Attaining Human`s Desirable Outcomes in Human-AI Interaction via Structural Causal Games
Anjie Liu, Jianhong Wang, Haoxuan Li, Xu Chen, Jun Wang, Samuel Kaski, Mengyue Yang
TL;DR
This work frames human-AI collaboration as a game where multiple equilibria may diverge from human-desired outcomes. It introduces Structural Causal Games (SCGs) and a pre-policy intervention mechanism to steer agent policies toward the optimal Nash Equilibrium representing the human's goals, supported by an EM-like learning procedure. The authors demonstrate the method in gridworlds and dialogue with large language models, showing adaptability to diverse problems. The approach advances human-AI alignment by combining causal reasoning with strategic policy design, offering a plug-in intervention to improve real-world interactions.

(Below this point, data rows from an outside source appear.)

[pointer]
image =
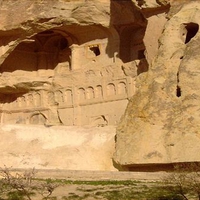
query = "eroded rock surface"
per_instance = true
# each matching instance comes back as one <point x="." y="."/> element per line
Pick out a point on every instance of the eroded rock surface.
<point x="161" y="122"/>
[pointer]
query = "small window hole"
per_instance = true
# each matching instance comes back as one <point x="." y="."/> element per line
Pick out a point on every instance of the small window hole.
<point x="192" y="29"/>
<point x="95" y="50"/>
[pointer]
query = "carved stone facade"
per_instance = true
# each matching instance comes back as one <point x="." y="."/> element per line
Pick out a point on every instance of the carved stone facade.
<point x="84" y="82"/>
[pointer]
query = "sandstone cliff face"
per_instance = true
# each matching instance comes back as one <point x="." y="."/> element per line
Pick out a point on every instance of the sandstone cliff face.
<point x="161" y="122"/>
<point x="67" y="63"/>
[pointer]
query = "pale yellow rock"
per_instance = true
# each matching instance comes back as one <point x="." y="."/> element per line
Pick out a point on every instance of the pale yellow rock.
<point x="161" y="122"/>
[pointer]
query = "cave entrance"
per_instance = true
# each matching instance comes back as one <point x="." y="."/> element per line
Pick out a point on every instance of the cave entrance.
<point x="191" y="31"/>
<point x="46" y="50"/>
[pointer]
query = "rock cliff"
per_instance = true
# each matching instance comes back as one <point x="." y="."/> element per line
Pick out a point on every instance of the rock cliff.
<point x="161" y="122"/>
<point x="82" y="63"/>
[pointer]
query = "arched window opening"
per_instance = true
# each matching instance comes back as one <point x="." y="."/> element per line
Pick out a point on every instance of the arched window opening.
<point x="95" y="50"/>
<point x="192" y="29"/>
<point x="111" y="90"/>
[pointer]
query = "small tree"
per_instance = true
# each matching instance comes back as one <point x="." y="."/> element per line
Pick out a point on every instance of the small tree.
<point x="24" y="184"/>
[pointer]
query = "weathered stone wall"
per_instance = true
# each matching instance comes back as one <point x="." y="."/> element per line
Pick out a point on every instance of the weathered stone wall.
<point x="78" y="63"/>
<point x="160" y="124"/>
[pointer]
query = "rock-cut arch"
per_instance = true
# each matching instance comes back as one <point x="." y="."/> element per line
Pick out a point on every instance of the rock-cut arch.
<point x="38" y="118"/>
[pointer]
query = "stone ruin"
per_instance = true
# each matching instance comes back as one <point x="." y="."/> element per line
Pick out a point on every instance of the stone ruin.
<point x="70" y="75"/>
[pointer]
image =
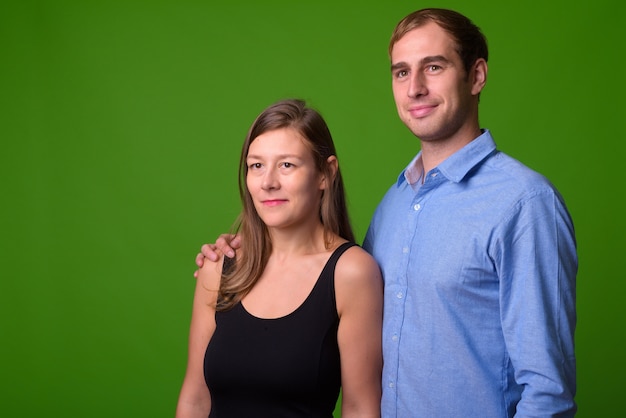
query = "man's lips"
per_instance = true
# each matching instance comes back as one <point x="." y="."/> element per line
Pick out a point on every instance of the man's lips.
<point x="421" y="110"/>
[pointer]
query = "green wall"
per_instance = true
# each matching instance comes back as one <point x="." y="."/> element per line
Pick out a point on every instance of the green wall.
<point x="120" y="128"/>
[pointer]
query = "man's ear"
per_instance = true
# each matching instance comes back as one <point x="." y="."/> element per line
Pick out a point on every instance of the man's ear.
<point x="479" y="76"/>
<point x="333" y="166"/>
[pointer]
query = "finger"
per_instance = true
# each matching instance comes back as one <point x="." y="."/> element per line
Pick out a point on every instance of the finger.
<point x="200" y="260"/>
<point x="210" y="251"/>
<point x="222" y="245"/>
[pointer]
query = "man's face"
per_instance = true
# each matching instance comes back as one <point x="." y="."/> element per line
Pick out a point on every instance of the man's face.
<point x="435" y="97"/>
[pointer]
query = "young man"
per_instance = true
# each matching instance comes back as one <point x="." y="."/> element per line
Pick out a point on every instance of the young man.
<point x="477" y="251"/>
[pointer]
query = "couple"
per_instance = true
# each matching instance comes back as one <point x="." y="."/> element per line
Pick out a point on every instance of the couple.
<point x="477" y="253"/>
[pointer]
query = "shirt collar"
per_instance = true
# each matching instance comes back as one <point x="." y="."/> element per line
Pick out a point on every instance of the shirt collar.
<point x="456" y="166"/>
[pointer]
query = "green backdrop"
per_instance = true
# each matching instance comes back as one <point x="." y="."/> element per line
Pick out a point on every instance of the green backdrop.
<point x="120" y="128"/>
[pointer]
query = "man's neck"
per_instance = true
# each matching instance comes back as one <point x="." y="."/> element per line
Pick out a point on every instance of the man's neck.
<point x="436" y="152"/>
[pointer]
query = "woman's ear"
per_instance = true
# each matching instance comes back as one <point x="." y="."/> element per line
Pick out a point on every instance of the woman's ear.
<point x="333" y="166"/>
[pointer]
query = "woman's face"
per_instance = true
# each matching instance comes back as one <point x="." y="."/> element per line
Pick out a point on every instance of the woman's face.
<point x="282" y="179"/>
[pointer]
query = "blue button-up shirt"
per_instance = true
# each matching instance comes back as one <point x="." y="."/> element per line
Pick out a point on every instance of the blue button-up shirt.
<point x="479" y="264"/>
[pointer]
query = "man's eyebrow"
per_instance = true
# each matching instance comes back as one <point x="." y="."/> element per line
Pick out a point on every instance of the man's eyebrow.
<point x="434" y="58"/>
<point x="426" y="60"/>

Practical impact lies in more reliable, interpretable control of AI assistants in critical domains such as manufacturing, healthcare, and decision-making.
Abstract
In human-AI interaction, a prominent goal is to attain human`s desirable outcome with the assistance of AI agents, which can be ideally delineated as a problem of seeking the optimal Nash Equilibrium that matches the human`s desirable outcome. However, reaching the outcome is usually challenging due to the existence of multiple Nash Equilibria that are related to the assisting task but do not correspond to the human`s desirable outcome. To tackle this issue, we employ a theoretical framework called structural causal game (SCG) to formalize the human-AI interactive process. Furthermore, we introduce a strategy referred to as pre-policy intervention on the SCG to steer AI agents towards attaining the human`s desirable outcome. In more detail, a pre-policy is learned as a generalized intervention to guide the agents` policy selection, under a transparent and interpretable procedure determined by the SCG. To make the framework practical, we propose a reinforcement learning-like algorithm to search out this pre-policy. The proposed algorithm is tested in both gridworld environments and realistic dialogue scenarios with large language models, demonstrating its adaptability in a broader class of problems and potential effectiveness in real-world situations.